Always store baked meringues in an airtight container, since sugar attracts moisture from the air, meringues left exposed to humid air will form beads of sweat.
Simple Italian Meringue Recipe (Plus a recipe for Italian Meringue Buttercream)EMAIL RECIPE
- 1½ cups (286g) granulated sugar
- 5 large egg whites (144g)
- Make the sugar syrup: In a medium saucepan, combine sugar with ⅓ cup (72g) water and set over medium heat, stirring to dissolve the sugar. Boil the sugar with the water to the soft ball stage, 240–250°F, then remove from heat.
- Meanwhile, in the clean bowl of a stand mixer fitted with the whisk attachment, whisk the egg whites on high speed until foamy.

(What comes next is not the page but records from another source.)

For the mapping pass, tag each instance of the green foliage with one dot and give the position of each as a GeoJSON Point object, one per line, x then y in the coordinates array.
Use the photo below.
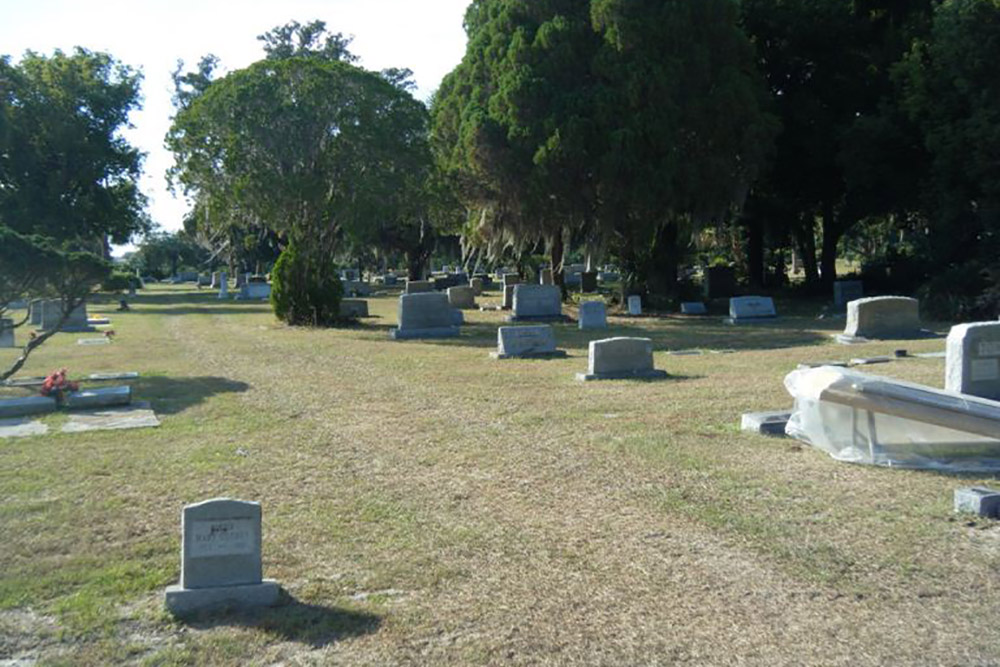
{"type": "Point", "coordinates": [65, 170]}
{"type": "Point", "coordinates": [305, 290]}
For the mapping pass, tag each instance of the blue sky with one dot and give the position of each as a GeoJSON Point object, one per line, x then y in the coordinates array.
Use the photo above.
{"type": "Point", "coordinates": [152, 35]}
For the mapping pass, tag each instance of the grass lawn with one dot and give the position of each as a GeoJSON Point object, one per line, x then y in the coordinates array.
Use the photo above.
{"type": "Point", "coordinates": [426, 504]}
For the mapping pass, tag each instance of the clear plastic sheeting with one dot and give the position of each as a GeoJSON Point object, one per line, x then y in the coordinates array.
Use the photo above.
{"type": "Point", "coordinates": [877, 420]}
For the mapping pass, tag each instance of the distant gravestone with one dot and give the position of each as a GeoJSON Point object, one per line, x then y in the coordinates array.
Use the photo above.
{"type": "Point", "coordinates": [621, 358]}
{"type": "Point", "coordinates": [536, 302]}
{"type": "Point", "coordinates": [750, 308]}
{"type": "Point", "coordinates": [419, 286]}
{"type": "Point", "coordinates": [888, 317]}
{"type": "Point", "coordinates": [425, 315]}
{"type": "Point", "coordinates": [526, 342]}
{"type": "Point", "coordinates": [593, 315]}
{"type": "Point", "coordinates": [353, 308]}
{"type": "Point", "coordinates": [972, 364]}
{"type": "Point", "coordinates": [221, 559]}
{"type": "Point", "coordinates": [845, 291]}
{"type": "Point", "coordinates": [6, 332]}
{"type": "Point", "coordinates": [635, 305]}
{"type": "Point", "coordinates": [462, 297]}
{"type": "Point", "coordinates": [693, 308]}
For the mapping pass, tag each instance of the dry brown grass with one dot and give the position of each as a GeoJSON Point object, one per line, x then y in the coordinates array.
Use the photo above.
{"type": "Point", "coordinates": [426, 504]}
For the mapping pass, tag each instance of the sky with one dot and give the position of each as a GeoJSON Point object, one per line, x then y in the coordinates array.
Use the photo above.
{"type": "Point", "coordinates": [152, 35]}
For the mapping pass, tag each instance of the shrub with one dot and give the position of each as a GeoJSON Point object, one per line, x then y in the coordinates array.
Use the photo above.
{"type": "Point", "coordinates": [305, 290]}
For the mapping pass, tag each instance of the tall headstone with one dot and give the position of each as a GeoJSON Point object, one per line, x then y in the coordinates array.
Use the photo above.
{"type": "Point", "coordinates": [635, 305]}
{"type": "Point", "coordinates": [972, 364]}
{"type": "Point", "coordinates": [425, 315]}
{"type": "Point", "coordinates": [621, 358]}
{"type": "Point", "coordinates": [221, 558]}
{"type": "Point", "coordinates": [593, 315]}
{"type": "Point", "coordinates": [461, 297]}
{"type": "Point", "coordinates": [886, 317]}
{"type": "Point", "coordinates": [6, 332]}
{"type": "Point", "coordinates": [537, 302]}
{"type": "Point", "coordinates": [845, 291]}
{"type": "Point", "coordinates": [526, 342]}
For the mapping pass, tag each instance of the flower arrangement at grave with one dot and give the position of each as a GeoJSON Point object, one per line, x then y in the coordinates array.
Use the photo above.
{"type": "Point", "coordinates": [56, 385]}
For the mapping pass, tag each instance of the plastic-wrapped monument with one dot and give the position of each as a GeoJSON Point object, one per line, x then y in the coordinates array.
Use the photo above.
{"type": "Point", "coordinates": [877, 420]}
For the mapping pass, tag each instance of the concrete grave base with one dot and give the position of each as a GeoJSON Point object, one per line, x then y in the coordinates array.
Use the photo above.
{"type": "Point", "coordinates": [436, 332]}
{"type": "Point", "coordinates": [766, 423]}
{"type": "Point", "coordinates": [652, 374]}
{"type": "Point", "coordinates": [184, 601]}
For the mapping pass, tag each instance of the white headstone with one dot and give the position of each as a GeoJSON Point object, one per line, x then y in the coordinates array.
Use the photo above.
{"type": "Point", "coordinates": [593, 315]}
{"type": "Point", "coordinates": [972, 365]}
{"type": "Point", "coordinates": [620, 358]}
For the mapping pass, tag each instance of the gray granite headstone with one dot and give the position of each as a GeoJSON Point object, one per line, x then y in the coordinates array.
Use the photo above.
{"type": "Point", "coordinates": [425, 315]}
{"type": "Point", "coordinates": [537, 302]}
{"type": "Point", "coordinates": [972, 364]}
{"type": "Point", "coordinates": [593, 315]}
{"type": "Point", "coordinates": [221, 558]}
{"type": "Point", "coordinates": [526, 342]}
{"type": "Point", "coordinates": [621, 358]}
{"type": "Point", "coordinates": [886, 317]}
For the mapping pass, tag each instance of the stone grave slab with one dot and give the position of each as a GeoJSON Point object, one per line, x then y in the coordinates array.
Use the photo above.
{"type": "Point", "coordinates": [972, 364]}
{"type": "Point", "coordinates": [882, 317]}
{"type": "Point", "coordinates": [353, 308]}
{"type": "Point", "coordinates": [534, 303]}
{"type": "Point", "coordinates": [21, 427]}
{"type": "Point", "coordinates": [845, 291]}
{"type": "Point", "coordinates": [425, 315]}
{"type": "Point", "coordinates": [98, 398]}
{"type": "Point", "coordinates": [621, 358]}
{"type": "Point", "coordinates": [462, 297]}
{"type": "Point", "coordinates": [593, 315]}
{"type": "Point", "coordinates": [526, 342]}
{"type": "Point", "coordinates": [765, 423]}
{"type": "Point", "coordinates": [221, 559]}
{"type": "Point", "coordinates": [138, 415]}
{"type": "Point", "coordinates": [26, 406]}
{"type": "Point", "coordinates": [744, 309]}
{"type": "Point", "coordinates": [978, 500]}
{"type": "Point", "coordinates": [693, 308]}
{"type": "Point", "coordinates": [635, 305]}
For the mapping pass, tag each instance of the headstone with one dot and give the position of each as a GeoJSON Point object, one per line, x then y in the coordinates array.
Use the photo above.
{"type": "Point", "coordinates": [888, 317]}
{"type": "Point", "coordinates": [749, 308]}
{"type": "Point", "coordinates": [526, 342]}
{"type": "Point", "coordinates": [845, 291]}
{"type": "Point", "coordinates": [353, 308]}
{"type": "Point", "coordinates": [765, 423]}
{"type": "Point", "coordinates": [98, 398]}
{"type": "Point", "coordinates": [719, 283]}
{"type": "Point", "coordinates": [23, 407]}
{"type": "Point", "coordinates": [425, 315]}
{"type": "Point", "coordinates": [221, 558]}
{"type": "Point", "coordinates": [635, 305]}
{"type": "Point", "coordinates": [972, 365]}
{"type": "Point", "coordinates": [978, 500]}
{"type": "Point", "coordinates": [693, 308]}
{"type": "Point", "coordinates": [6, 332]}
{"type": "Point", "coordinates": [537, 302]}
{"type": "Point", "coordinates": [593, 315]}
{"type": "Point", "coordinates": [462, 297]}
{"type": "Point", "coordinates": [419, 286]}
{"type": "Point", "coordinates": [621, 358]}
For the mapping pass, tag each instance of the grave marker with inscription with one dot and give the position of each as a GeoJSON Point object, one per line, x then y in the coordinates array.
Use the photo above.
{"type": "Point", "coordinates": [221, 558]}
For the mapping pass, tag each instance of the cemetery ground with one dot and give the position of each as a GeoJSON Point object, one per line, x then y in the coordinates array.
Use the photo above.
{"type": "Point", "coordinates": [424, 503]}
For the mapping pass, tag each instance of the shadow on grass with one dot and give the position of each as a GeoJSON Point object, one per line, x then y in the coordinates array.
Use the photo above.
{"type": "Point", "coordinates": [293, 620]}
{"type": "Point", "coordinates": [173, 395]}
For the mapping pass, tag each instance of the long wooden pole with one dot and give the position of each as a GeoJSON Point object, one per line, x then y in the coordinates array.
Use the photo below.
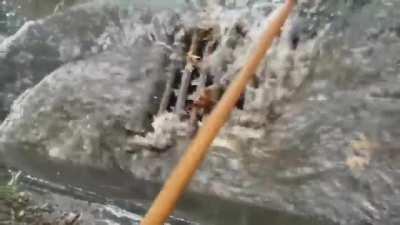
{"type": "Point", "coordinates": [180, 177]}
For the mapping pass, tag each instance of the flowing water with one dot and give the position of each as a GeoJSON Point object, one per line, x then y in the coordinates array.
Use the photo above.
{"type": "Point", "coordinates": [353, 45]}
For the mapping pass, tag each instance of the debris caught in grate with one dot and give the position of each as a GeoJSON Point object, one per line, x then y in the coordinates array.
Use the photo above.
{"type": "Point", "coordinates": [191, 91]}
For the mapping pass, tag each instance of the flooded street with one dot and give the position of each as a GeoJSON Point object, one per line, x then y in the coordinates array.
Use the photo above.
{"type": "Point", "coordinates": [95, 100]}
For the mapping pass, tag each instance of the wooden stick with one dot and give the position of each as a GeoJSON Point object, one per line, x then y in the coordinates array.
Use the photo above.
{"type": "Point", "coordinates": [173, 188]}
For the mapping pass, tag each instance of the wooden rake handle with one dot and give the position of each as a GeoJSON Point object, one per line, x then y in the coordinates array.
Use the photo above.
{"type": "Point", "coordinates": [180, 177]}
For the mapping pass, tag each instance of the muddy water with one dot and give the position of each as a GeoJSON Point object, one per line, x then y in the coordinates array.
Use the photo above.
{"type": "Point", "coordinates": [70, 191]}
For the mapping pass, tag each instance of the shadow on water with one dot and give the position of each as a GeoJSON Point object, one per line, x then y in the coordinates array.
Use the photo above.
{"type": "Point", "coordinates": [119, 188]}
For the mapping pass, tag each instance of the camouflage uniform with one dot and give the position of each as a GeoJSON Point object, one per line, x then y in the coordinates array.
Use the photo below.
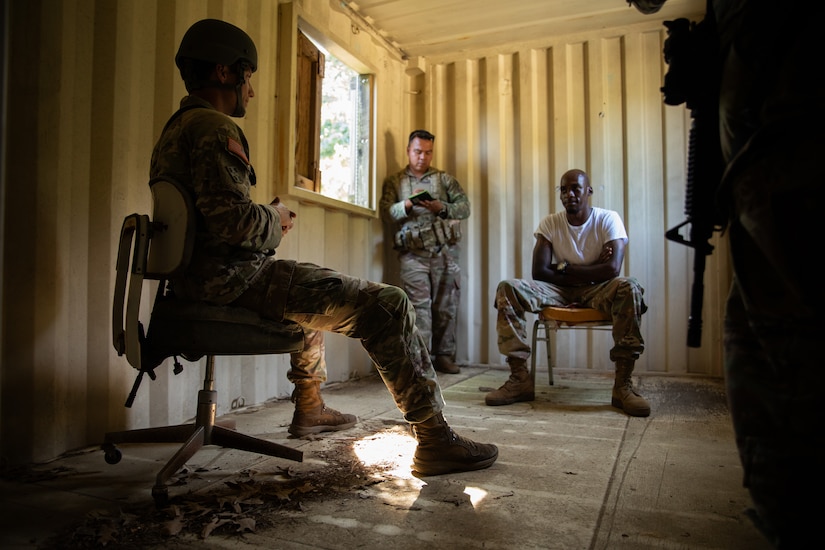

- Slowly stream the hot sugar syrup down the side of the bowl into the egg whites with the mixer running on high speed. Whisk until the meringue forms soft peaks and the bowl feels slightly warm to the touch. When you lift the whisk up, the meringue should still be warm and hold its shape. If it’s cold, you’ve gone too far!
To make your Italian meringue into buttercream, switch from the whisk attachment to the paddle attachment and add 2 cups of room-temperature butter one tablespoon at a time, mixing after each addition. Continue to mix until smooth and fully incorporated, then switch back to the whisk attachment and add 2 teaspoons vanilla extract, whisking until fluffy.